After assessing the data distribution using the Kolmogorov-Smirnov test, Student's t- or the Mann-Whitney U test was used to compare continuous variables, which are presented as mean ± standard deviation or median (interquartile range). The χ2 test, χ2 test for trends (linear-by-linear association), or Fisher's exact test were used to compare categorical variables, which are expressed as percentages (%) or numbers. Variables measured repeatedly over time, such as temperature, SBP, and HR, were analyzed using repeated-measures analysis of variance (ANOVA) with Bonferroni correction. Statistical significance was set at P < 0.05 for all analyses. Statistical analyses were performed using IBM SPSS Statistics for Windows (version 27.0; IBM Corp., Armonk, NY).

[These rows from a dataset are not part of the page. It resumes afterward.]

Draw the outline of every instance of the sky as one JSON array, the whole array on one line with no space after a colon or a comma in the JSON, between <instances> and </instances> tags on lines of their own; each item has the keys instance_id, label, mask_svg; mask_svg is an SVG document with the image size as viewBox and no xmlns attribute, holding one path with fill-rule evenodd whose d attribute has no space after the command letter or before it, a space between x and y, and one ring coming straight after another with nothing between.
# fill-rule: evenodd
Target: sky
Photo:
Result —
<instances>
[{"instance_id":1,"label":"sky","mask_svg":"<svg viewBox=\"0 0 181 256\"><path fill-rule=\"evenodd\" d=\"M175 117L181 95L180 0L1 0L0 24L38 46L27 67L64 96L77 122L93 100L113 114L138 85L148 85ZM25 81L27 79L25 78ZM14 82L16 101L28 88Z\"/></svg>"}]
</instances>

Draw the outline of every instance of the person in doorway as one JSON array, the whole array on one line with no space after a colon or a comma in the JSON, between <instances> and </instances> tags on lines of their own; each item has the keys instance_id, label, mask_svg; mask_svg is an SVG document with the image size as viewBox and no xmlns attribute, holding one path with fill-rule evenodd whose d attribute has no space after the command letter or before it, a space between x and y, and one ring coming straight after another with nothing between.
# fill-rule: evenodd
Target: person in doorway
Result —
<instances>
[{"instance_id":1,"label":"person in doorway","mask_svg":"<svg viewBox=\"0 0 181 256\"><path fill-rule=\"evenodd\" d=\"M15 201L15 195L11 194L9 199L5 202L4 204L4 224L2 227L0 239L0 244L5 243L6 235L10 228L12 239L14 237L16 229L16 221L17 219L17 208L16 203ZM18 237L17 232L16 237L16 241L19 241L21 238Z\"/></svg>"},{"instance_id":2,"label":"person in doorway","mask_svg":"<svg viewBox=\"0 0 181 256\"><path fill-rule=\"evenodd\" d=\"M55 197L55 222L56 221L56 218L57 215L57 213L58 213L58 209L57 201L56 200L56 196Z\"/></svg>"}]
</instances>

Initially, 89 patients were considered eligible. However, 19 patients did not meet the inclusion criteria; thus, 70 patients were enrolled and randomly assigned to either the IA or R group. Six patients were excluded because their operating times were < 1 h. Consequently, 64 patients (31 in the IA group and 33 in the R group) were finally included in the study (Figure 1). The baseline data and patient characteristics were comparable between the two groups (Table 1).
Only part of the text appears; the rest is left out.